Mark your calendars, football fans.
September 4 at Mississippi State
September 11 at East Carolina
September 18 MIDDLE TENNESSEE
September 25 at UTEP
October 2 TULSA
October 9 at Louisville
October 16 SOUTHERN MISS
October 30 HOUSTON
November 6 TENNESSEE
November 13 at Marshall
November 20 at UAB
November 27 UCF
A pair of programs that played in the 1985 Final Four will face off Wednesday night at FedExForum, in the first round of the National Invitation Tournament. The Tigers will host St. John's at 8 pm. The Red Storm went 17-15 this season, but won only six of 18 games in Big East play. (The game will be televised on ESPN2.)
Be sure and wear your green.
As you ponder this weekend what might have been, had the Tigers not been tossed from the C-USA tournament by Houston yesterday, consider the tale of the 2001-02 Memphis team, and how past can sometimes be prologue.
• John Calipari's second club in Memphis featured Dajuan Wagner, who would score a single-season-record 762 points in his only season of college basketball. But the team struggled against big-name competition, going 2-4 against teams from major conferences. (This year's Tigers have gone 0-5 against such teams.)
• The 2002 Tigers finished 12-4 in Conference USA play, good enough to win its division of the league in those days. (This year's club went 13-3 in C-USA, good enough for the second seed at this week's tournament.)
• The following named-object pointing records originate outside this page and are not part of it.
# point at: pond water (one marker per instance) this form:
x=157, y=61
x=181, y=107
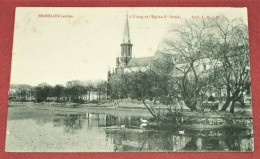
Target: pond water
x=100, y=132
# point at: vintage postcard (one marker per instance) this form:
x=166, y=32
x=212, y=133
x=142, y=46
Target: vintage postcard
x=130, y=79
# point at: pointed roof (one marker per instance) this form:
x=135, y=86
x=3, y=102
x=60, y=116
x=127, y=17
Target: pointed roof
x=126, y=38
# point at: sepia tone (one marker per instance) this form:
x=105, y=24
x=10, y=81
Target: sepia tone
x=190, y=92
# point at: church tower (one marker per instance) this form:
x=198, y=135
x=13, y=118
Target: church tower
x=126, y=46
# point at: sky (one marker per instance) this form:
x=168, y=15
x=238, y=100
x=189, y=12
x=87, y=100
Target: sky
x=83, y=47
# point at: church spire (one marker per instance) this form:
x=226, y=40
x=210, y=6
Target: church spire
x=126, y=38
x=126, y=46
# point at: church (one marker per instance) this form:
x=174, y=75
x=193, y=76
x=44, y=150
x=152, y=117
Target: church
x=126, y=62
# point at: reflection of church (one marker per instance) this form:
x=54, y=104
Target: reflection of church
x=126, y=62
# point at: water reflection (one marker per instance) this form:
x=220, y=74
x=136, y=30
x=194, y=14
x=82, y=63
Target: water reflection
x=112, y=132
x=127, y=133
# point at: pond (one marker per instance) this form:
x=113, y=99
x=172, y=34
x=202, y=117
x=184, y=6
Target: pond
x=101, y=132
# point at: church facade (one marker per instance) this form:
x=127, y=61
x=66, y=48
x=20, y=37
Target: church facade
x=126, y=62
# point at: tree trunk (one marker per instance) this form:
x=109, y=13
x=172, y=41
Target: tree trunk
x=191, y=104
x=232, y=106
x=225, y=106
x=151, y=112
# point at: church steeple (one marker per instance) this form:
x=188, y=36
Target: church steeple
x=126, y=46
x=126, y=38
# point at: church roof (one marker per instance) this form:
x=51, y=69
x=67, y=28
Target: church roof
x=140, y=62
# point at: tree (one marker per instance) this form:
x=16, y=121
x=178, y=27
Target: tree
x=41, y=92
x=57, y=91
x=233, y=53
x=187, y=44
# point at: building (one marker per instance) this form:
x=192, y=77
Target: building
x=126, y=63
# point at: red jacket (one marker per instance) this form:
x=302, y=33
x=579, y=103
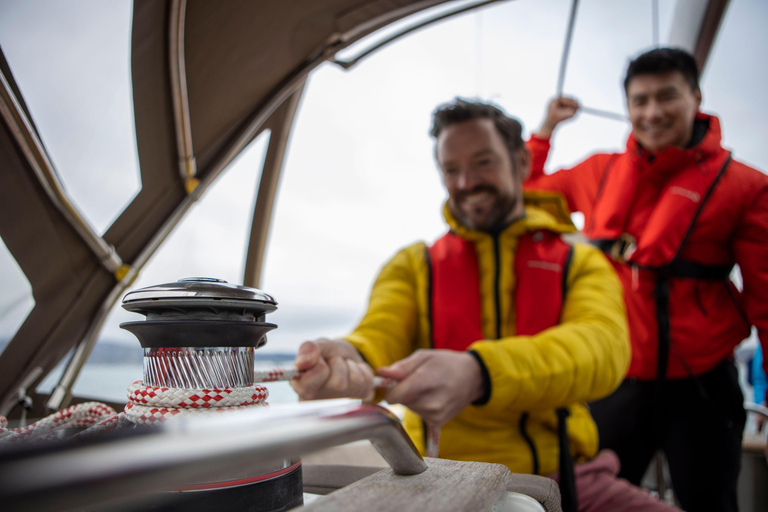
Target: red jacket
x=655, y=199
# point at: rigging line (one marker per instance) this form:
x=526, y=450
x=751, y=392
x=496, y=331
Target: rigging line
x=479, y=54
x=603, y=113
x=566, y=49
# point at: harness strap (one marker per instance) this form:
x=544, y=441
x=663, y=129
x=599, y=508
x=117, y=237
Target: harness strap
x=681, y=269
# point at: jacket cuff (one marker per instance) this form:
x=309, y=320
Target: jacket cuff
x=535, y=139
x=486, y=380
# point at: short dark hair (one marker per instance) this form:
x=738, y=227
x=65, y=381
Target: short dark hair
x=664, y=60
x=460, y=110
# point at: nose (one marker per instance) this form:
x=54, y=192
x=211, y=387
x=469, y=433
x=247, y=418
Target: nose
x=466, y=180
x=653, y=111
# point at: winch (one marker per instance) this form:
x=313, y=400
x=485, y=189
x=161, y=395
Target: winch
x=199, y=339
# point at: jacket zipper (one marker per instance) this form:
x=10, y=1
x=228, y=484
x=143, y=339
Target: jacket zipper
x=529, y=441
x=497, y=278
x=497, y=297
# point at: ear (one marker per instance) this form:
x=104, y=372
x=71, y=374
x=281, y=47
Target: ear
x=522, y=163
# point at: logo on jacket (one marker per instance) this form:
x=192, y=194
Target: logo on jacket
x=690, y=194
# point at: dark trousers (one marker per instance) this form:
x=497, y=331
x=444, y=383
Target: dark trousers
x=697, y=422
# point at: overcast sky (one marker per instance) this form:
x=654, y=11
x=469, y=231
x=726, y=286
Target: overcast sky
x=359, y=179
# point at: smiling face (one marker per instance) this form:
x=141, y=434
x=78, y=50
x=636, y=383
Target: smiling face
x=662, y=108
x=484, y=192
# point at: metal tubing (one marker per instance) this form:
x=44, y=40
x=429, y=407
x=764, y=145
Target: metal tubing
x=187, y=162
x=566, y=49
x=38, y=159
x=164, y=458
x=603, y=113
x=757, y=409
x=237, y=143
x=346, y=64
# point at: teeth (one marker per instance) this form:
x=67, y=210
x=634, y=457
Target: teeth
x=477, y=198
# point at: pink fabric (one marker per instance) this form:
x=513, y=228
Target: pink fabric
x=598, y=489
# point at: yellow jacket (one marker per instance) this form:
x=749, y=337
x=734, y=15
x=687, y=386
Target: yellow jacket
x=582, y=359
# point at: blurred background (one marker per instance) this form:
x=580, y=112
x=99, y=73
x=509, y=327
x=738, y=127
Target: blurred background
x=359, y=180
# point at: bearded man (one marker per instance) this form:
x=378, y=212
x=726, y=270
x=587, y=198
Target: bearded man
x=500, y=331
x=674, y=212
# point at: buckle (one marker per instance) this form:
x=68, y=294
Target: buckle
x=623, y=248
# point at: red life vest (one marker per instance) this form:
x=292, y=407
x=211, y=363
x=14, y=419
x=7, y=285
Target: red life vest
x=540, y=265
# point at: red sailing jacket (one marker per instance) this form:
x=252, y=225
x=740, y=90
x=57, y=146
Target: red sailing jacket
x=655, y=199
x=456, y=310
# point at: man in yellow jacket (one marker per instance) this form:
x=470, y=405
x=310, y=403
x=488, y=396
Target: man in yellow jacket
x=498, y=331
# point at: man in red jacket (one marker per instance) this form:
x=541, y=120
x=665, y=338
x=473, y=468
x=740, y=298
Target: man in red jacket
x=674, y=212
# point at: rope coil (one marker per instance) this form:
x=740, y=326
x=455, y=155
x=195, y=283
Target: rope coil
x=151, y=405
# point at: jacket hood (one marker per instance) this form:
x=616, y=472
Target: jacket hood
x=543, y=210
x=671, y=157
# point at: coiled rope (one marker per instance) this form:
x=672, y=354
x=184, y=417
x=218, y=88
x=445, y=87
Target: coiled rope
x=150, y=405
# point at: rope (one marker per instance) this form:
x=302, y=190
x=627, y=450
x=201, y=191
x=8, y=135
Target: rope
x=75, y=416
x=150, y=405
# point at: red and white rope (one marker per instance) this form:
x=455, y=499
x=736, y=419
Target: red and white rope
x=278, y=374
x=80, y=415
x=149, y=405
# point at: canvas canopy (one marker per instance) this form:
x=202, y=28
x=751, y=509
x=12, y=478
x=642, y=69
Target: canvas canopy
x=207, y=78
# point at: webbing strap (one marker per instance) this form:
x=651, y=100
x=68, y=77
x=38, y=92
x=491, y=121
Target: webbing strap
x=681, y=269
x=569, y=499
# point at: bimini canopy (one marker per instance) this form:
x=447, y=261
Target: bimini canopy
x=207, y=78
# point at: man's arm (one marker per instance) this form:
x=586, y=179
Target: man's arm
x=436, y=384
x=578, y=184
x=750, y=249
x=582, y=359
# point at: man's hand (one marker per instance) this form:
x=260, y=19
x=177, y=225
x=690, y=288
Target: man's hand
x=558, y=111
x=332, y=369
x=435, y=384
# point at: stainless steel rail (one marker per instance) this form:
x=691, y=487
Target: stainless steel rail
x=163, y=458
x=757, y=409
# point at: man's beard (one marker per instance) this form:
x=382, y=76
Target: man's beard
x=495, y=219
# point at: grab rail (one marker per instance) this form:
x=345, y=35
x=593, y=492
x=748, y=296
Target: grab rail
x=147, y=460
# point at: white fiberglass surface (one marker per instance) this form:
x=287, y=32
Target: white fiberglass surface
x=733, y=82
x=71, y=61
x=16, y=299
x=360, y=180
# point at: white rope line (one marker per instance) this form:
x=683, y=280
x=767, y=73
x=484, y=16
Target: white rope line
x=278, y=374
x=149, y=405
x=76, y=416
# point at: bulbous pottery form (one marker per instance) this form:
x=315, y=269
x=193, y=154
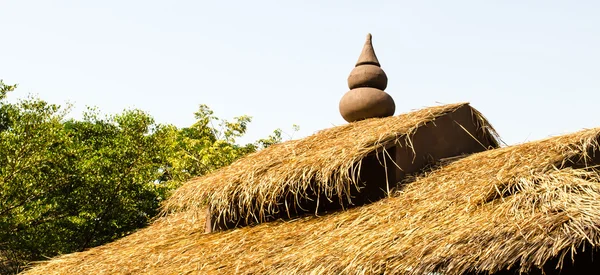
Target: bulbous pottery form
x=366, y=102
x=367, y=76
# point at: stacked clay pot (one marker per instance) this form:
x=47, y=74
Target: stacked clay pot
x=366, y=98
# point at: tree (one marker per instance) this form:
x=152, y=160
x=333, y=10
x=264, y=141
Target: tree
x=68, y=185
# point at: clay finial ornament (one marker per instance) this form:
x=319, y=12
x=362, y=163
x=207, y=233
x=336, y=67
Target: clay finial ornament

• The 2002 Tigers finished the regular season with an overall record of 22-8 before losing to — wait for it — Houston in the first round of the C-USA tournament in Cincinnati. (This year's team was 23-8 before yesterday's loss.)
That 2002 team, of course, reeled off five straight wins to take the NIT championship. Here's hoping for one more parallel before the 2009-10 season concludes.
Aubrey Coleman — the NCAA's scoring leader — hit a bucket with five seconds left to give his Houston Cougars a 66-65 victory over the Tigers in the quarterfinals of the Conference USA tournament. Willie Kemp had scored 10 points over the game's last five minutes to erase what was once an 11-point deficit for the Tigers. His last points of the game gave the Tigers a 65-64 lead with 29 seconds left before Coleman's heroics. (Coleman finished with 21 points for the game.)
Elliot Williams made only one of nine field-goal attempts for the Tigers, scoring eight of his 10 points from the free-throw line. Will Coleman added 14 and Kemp led the Tigers with 15.
The loss is the Tigers' first in C-USA tournament play since the 2005 championship. With a record of 23-9, Memphis will now have an agonizing wait until selections for the NCAA tournament are made Sunday afternoon. Having lost in the first round of their conference tourney to a team with an RPI well over 100, the Tigers are likely headed for the NIT.
The Tigers are down, 36-27, at halftime of their C-USA quarterfinal game with Houston. Very little offense from Elliot Williams (0 for 4 from the field, three points on free throws). Memphis led early, but was outscored 30-17 over the last 13 minutes of the half.
Roburt Sallie leads the U of M with 7 points. Aubrey Coleman has 12 for the Cougars. The Tigers have been outrebounded, 26-17.